Pennsylvania Gov. Ed Rendell’s four-week-old moratorium on paroling inmates has been challenged in a lawsuit contending that he has no constitutional authority to halt parole, the Philadelphia Inquirer reports. Civil-rights lawyers Leonard Sosnov and David Rudovsky sued for four inmates whose paroles were canceled. Sosnov called the moratorium “blatantly unconstitutional.” “It’s very clear that the governor cannot second-guess sentences or the grant of parole,” said Rudovsky. “Does the governor have the power to hold someone forever, even after the expiration of their sentence?”
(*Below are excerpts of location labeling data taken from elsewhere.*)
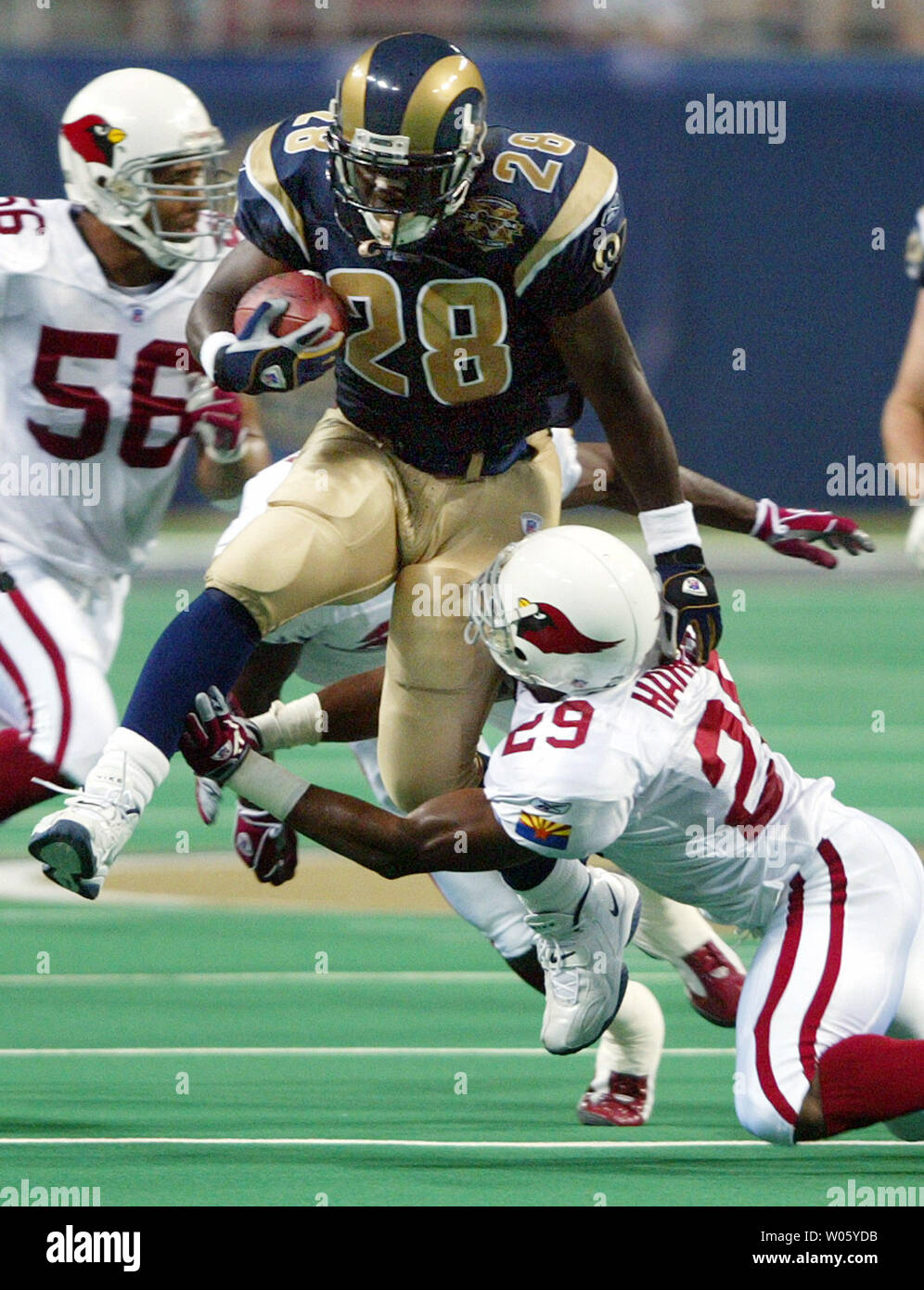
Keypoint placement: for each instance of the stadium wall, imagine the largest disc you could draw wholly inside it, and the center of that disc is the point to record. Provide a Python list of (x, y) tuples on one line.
[(735, 243)]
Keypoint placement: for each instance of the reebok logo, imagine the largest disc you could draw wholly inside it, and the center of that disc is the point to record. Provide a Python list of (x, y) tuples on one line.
[(274, 378), (70, 1246)]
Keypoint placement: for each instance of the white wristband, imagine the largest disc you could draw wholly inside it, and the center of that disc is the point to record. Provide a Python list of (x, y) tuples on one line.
[(669, 528), (209, 351), (288, 725), (268, 786)]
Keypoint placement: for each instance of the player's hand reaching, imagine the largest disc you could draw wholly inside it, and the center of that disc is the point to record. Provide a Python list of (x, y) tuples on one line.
[(691, 602), (217, 740), (219, 422), (265, 845), (257, 360), (794, 533)]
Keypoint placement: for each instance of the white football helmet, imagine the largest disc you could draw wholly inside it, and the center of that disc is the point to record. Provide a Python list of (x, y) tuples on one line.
[(569, 609), (118, 133)]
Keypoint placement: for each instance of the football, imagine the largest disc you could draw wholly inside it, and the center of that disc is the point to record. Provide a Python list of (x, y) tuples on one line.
[(305, 296)]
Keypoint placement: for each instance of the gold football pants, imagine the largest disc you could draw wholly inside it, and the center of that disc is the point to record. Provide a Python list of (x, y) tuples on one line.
[(351, 519)]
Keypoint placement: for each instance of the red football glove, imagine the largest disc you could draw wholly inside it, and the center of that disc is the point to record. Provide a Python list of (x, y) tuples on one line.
[(265, 845), (215, 741), (219, 422), (791, 533)]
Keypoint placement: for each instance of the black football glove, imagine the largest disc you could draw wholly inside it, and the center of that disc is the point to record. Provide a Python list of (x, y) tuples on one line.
[(691, 602)]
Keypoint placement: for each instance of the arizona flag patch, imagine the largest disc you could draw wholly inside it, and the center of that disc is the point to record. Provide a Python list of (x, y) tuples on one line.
[(546, 832)]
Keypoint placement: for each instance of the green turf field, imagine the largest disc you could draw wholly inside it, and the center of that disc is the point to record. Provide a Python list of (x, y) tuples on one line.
[(232, 1072)]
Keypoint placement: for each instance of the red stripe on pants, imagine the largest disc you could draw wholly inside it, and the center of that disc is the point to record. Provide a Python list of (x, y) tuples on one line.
[(781, 976), (55, 654), (835, 946)]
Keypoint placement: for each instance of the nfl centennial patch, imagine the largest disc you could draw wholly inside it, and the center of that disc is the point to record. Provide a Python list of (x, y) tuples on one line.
[(546, 832)]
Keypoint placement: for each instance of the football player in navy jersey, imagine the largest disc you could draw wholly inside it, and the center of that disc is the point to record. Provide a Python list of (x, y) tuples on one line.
[(479, 268)]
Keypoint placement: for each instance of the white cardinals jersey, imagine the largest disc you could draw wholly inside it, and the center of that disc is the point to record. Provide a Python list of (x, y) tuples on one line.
[(340, 640), (93, 386), (666, 777)]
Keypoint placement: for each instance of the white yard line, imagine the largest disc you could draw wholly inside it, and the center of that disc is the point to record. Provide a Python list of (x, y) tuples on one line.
[(288, 978), (596, 1144), (316, 1051)]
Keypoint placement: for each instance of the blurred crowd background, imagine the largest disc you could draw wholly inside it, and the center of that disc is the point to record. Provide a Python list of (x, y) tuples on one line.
[(708, 26)]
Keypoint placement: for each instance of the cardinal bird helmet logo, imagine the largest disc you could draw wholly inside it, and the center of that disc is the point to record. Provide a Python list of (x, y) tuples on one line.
[(93, 138), (552, 631)]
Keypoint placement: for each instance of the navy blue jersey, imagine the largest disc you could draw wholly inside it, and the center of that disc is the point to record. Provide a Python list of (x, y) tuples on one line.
[(449, 351), (914, 251)]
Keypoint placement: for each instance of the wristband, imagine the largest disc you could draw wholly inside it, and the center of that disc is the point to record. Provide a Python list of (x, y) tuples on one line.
[(268, 786), (764, 511), (208, 354), (669, 528), (288, 725)]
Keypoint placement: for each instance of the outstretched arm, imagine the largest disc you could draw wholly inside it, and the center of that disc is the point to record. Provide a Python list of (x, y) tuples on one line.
[(904, 430), (790, 532), (454, 832)]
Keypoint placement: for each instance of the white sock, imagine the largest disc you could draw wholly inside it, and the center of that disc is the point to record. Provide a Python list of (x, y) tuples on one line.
[(635, 1041), (668, 929), (560, 892), (129, 763)]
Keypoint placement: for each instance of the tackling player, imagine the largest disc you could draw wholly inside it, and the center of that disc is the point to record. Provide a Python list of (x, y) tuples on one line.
[(99, 400), (656, 767), (479, 267), (904, 412)]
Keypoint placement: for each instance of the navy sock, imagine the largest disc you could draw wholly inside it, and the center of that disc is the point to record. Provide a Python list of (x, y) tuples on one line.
[(206, 645), (520, 877)]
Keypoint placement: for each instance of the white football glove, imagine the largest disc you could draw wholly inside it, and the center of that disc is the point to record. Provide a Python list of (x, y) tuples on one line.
[(219, 422)]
Rendell froze parole on Sept. 29 in reaction to the Sept. 23 killing of Philadelphia police officer Patrick McDonald by a paroled felon. He named John Goldkamp, head of Temple University’s criminal-justice department, to do a top-to-bottom review of how the Board of Probation and Parole decides who gets paroled. Prisoner advocates say the state prison system is overcrowded and depends on the monthly release of about 1,100 parolees to operate safely. The inmate population Sept. 30 was 46,883 – 8 percent above what officials say is needed to maintain “quality of life and safety for both staff and inmates.”